La donna, che nel primo atto è un’immagine inseguita dal protagonista, è governata da un senso incombente di morte ed è proprio per questa sua connessione che a sua volta affascina in maniera determinante Scottie. Essa si presenta distante, assente. Di lei non sappiamo nulla, e la sua figura è avvolta dal mistero (differentemente dall’altro personaggio introdotto dal film, quello di Midge, di cui conosciamo subito il ruolo). La donna, attorniata da un’atmosfera onirica, è agli occhi di Ferguson (e dello spettatore) un fantasma. Non è un caso che una delle prime sequenze in cui appare è ambientata al cimitero, dove il regista sceglie di utilizzare per le inquadrature dei filtri di nebbia che creino un effetto di verde sul riverbero del sole[6] .

La fascinazione dell’elemento mortifero si rivela poi in tutta la sua potenza nel momento della perdita. Ferguson, disperato per la morte della donna amata, tenta in tutti i modi di ricreare il proprio oggetto del desiderio, in un processo che Hitchcock definisce necrofilo. Il desiderio primario dell’uomo è quello di ricostruire un’immagine sessuale impossibile. Egli si serve di tutti gli strumenti a disposizione, costringendo la donna a indossare gli stessi abiti, le stesse scarpe, a tingersi i capelli. La componente erotica del film opera proprio su questo splendido contrasto: il protagonista, vestendola, sta in realtà denudando la reale identità della donna.
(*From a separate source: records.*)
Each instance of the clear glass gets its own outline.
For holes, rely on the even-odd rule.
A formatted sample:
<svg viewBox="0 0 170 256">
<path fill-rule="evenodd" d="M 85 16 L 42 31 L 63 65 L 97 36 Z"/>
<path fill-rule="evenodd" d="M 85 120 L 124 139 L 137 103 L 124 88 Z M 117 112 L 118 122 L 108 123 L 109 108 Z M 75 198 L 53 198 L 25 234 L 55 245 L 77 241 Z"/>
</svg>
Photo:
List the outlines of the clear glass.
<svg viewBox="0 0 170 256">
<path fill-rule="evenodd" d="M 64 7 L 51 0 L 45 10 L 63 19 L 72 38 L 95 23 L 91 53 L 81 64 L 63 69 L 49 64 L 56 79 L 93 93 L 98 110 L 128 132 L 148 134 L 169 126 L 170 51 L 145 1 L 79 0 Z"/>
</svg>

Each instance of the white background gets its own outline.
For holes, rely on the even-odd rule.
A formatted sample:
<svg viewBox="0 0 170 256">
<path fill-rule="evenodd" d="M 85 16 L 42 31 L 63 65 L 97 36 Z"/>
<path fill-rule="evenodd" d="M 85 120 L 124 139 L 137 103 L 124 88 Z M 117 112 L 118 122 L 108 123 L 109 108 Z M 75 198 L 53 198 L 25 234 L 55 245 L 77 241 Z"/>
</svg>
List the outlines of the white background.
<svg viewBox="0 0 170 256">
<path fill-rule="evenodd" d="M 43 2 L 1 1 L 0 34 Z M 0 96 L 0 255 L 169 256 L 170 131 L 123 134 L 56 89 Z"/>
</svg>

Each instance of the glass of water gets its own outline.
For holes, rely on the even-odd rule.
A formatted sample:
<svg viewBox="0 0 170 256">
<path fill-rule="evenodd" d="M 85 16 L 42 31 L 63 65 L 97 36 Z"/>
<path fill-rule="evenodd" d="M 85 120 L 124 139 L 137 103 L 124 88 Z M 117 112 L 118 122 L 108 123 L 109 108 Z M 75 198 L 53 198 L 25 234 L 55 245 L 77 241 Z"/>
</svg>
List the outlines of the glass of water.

La sensualità rintracciabile nell’immagine di una bellissima Kim Novak, che sotto al maglione non porta il reggiseno (“vantandosene continuamente” come noterà in maniera sprezzante Hitchcock), collide infine con il volto spaventato e innamorato di James Stewart. Tra i due, l’inevitabile vittoria (se mai ne esiste una) appartiene al secondo. Alla donna spetta il sacrificio della morte, che consolida drasticamente l’assunto per il quale “il solo amore eterno di cui siamo capaci è quello per chi non ci appartiene più.”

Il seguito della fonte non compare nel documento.